There are some surgical considerations when performing arthroplasty on an alkaptonuric joint. Given the poor bone quality of the involved joints, there were some concerns regarding the longevity of the implants used in these patients. However, in a case series of 11 arthroplasties (both upper and lower limbs) for end-stage ochronotic arthritis reported by Spencer et al, prosthetic joint survival was comparable to that found in patients with degenerative osteoarthritis.33 In another series done by Al-Ajlouni et al involving four hips and four knees followed for 2–10 years, none of these patients at follow-up had prosthesis-related complications.34 Another surgical concern was increased perioperative complications (including infection, periprosthetic fracture, and wear) compared to non-alkaptonuric patients. However, in a follow-up study done by Pachore et al on 12 hip arthroplasties on patients who were followed for up to 24 years, all involved patients had excellent outcomes, and there were no increased complications noticed.35 The same findings of no increased complications were reported by Al-Ajlouni et al as well.34

It is not uncommon for alkaptonuria to be diagnosed intraoperatively during arthroplasty surgery. As in our case, the diagnosis is usually made after visualization of the extensive blackish discoloration of the cartilage and surrounding tissues. Shaikh et al reported the intraoperative diagnosis of a 70-year-old female patient during hip arthroplasty.36 Elafarm et al reported a similar intraoperative diagnosis during knee arthroplasty for a 50-year-old man.37 In another example, Gencer et al reported an intraoperative diagnosis of alkaptonuria during knee arthroscopy; the patient later underwent a successful knee arthroplasty due to the severe arthritis caused by ochronosis of the cartilage, menisci, and bone surfaces.38

Although alkaptonuria is a rare disease, it is found to be more prevalent in Jordan, which is the highest country in the Middle East regarding alkaptonuria prevalence.3 The exact prevalence of alkaptonuria is still unknown, but it is estimated to be high due to high rates of consanguinity, which reach up to 63%.39 One study reported that there were nine cases of alkaptonuria in a single family; a separate study reported that there were forty cases in a single south Jordanian village.40,41 More studies are still needed to identify emergent cases and determine the exact prevalence and distribution of the disease.

Conclusion

Alkaptonuria is a metabolic disease affecting amino acid metabolism. Axial skeleton involvement is a common theme; shoulder involvement, however, is unusual. Alkaptonuria can result in end-stage arthritis, which necessitates joint replacement, as in our case. Management of alkaptonuric arthropathy can be challenging, and there are important surgical considerations to be made. The authors clinical message from this report is that alkaptonuric shoulder arthropathy is a manageable disease, and total joint arthroplasty offers good pain relief, an improved functional range of motion, and an improved patient reported outcome. Given the variability and severity of the symptoms of alkaptonuria, it is not uncommon to diagnose patients lately with end-stage arthropathy intraoperatively. The orthopedic surgeon needs to be vigilant in such cases and inquire about family history and the possibility of metabolic disease when encountering a young patient with advanced shoulder arthrosis.

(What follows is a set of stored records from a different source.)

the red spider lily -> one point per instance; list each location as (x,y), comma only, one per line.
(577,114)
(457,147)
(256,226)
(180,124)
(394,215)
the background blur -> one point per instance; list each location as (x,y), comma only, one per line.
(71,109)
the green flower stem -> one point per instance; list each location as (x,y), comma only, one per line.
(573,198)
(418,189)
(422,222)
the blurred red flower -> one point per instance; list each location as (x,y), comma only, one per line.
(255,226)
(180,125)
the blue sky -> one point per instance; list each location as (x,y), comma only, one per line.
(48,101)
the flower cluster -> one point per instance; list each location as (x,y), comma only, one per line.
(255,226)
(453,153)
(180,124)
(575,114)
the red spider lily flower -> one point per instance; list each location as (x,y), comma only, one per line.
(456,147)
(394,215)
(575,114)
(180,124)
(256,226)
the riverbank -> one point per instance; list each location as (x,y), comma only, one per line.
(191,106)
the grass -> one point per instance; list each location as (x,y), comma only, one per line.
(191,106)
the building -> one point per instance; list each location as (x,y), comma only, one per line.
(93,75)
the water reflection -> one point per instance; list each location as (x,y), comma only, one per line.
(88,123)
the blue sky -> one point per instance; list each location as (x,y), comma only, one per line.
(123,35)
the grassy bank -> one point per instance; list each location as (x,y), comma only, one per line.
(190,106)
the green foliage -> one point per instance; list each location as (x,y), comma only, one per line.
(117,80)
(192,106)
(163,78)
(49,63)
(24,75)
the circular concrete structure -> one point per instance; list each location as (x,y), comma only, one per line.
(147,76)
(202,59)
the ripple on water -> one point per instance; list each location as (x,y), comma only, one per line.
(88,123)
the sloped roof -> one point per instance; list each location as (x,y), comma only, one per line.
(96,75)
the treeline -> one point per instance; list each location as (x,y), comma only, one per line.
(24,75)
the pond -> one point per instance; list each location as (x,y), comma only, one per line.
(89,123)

Availability of Supporting Data

The data used to support the findings of this report are included within the article.

Ethical Approval and Consent to Participate

The patient included in this study voluntarily agreed to the inclusion of materials in this work by signing a written consent form. The informed consent explained the premise of this report, the state of his anonymity within the report, and the confidentiality of his personal information. An appropriate institutional review board was obtained for this report by the Mutah University Research Office.

Consent for Publication

Written informed consent was obtained from the patient for publication.

Funding

This report did not receive any specific grant from funding agencies in the public, commercial, or not-for-profit sectors.

Disclosure

The authors declare no conflict of interest.